Les parties ont été régulièrement averties du jour de l'audience.
Ont été entendus au cours de l'audience publique :
- le rapport de Mme D...,
- les conclusions de M. Cabon, rapporteur public,
- et les observations de Me C..., pour la société E... ARCHITECTES.
Considérant ce qui suit :
1. Le centre hospitalier d'Orsay a confié à Mme B... E..., aux droits de laquelle est venue la société E... ARCHITECTES, une mission de maîtrise d'oeuvre pour la réalisation de travaux de restructuration et d'extension de son bâtiment par un acte d'engagement du 10 mai 2001. Le délai d'exécution initial des travaux était fixé à vingt mois, soit douze mois pour la première phase et huit mois pour la seconde, et devait commencer à courir à compter du 1er juillet 2003, conformément à l'ordre de service n° 1 du 19 juin 2003. Toutefois, les travaux ont pris du retard et le centre hospitalier d'Orsay n'a pu réceptionner les travaux effectués au titre de la première phase que le 30 juin 2007 et lancer ceux de la seconde qu'au mois de juillet 2007. Deux expertises ont été ordonnées par le juge des référés du Tribunal administratif de Versailles pour évaluer les retards anormaux, donner un avis sur les causes de ce retard, dire à qui et dans quelle proportion ces retards anormaux étaient imputables et dire si ce retard justifiait tout ou partie de la demande de rémunération complémentaire sollicitée par les différents intervenants du marché.
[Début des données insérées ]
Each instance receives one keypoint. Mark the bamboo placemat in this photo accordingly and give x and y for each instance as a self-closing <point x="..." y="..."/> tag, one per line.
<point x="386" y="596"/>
L'expert a déposé ses deux rapports respectivement les 8 décembre 2008 et 16 octobre 2012.
2. La société E... ARCHITECTES a adressé au centre hospitalier un mémoire en réclamation le 23 janvier 2007 qui a conduit les parties à conclure un accord transactionnel le 27 octobre 2008. La société E... ARCHITECTES a adressé un nouveau mémoire en réclamation le 26 mai 2010 qui a été rejeté par le centre hospitalier d'Orsay le 22 juin 2010. La société E... ARCHITECTES a alors saisi le Tribunal administratif de Versailles d'une demande tendant à la condamnation du centre hospitalier d'Orsay à lui verser une somme totale de 508 127,43 euros HT, assortie des intérêts et de la capitalisation des intérêts au titre de sommes qui lui seraient dues au titre de son marché de maîtrise d'oeuvre. Elle fait appel du jugement du 24 janvier 2017 par lequel le tribunal a rejeté sa demande.
Sur la régularité du jugement attaqué :
3. Le moyen tiré de ce que le tribunal administratif aurait relevé à tort que la société requérante n'avait pas produit le mémoire en réclamation du 23 janvier 2007 est sans incidence sur la régularité du jugement attaqué et n'est susceptible d'avoir d'incidence que sur son bien-fondé.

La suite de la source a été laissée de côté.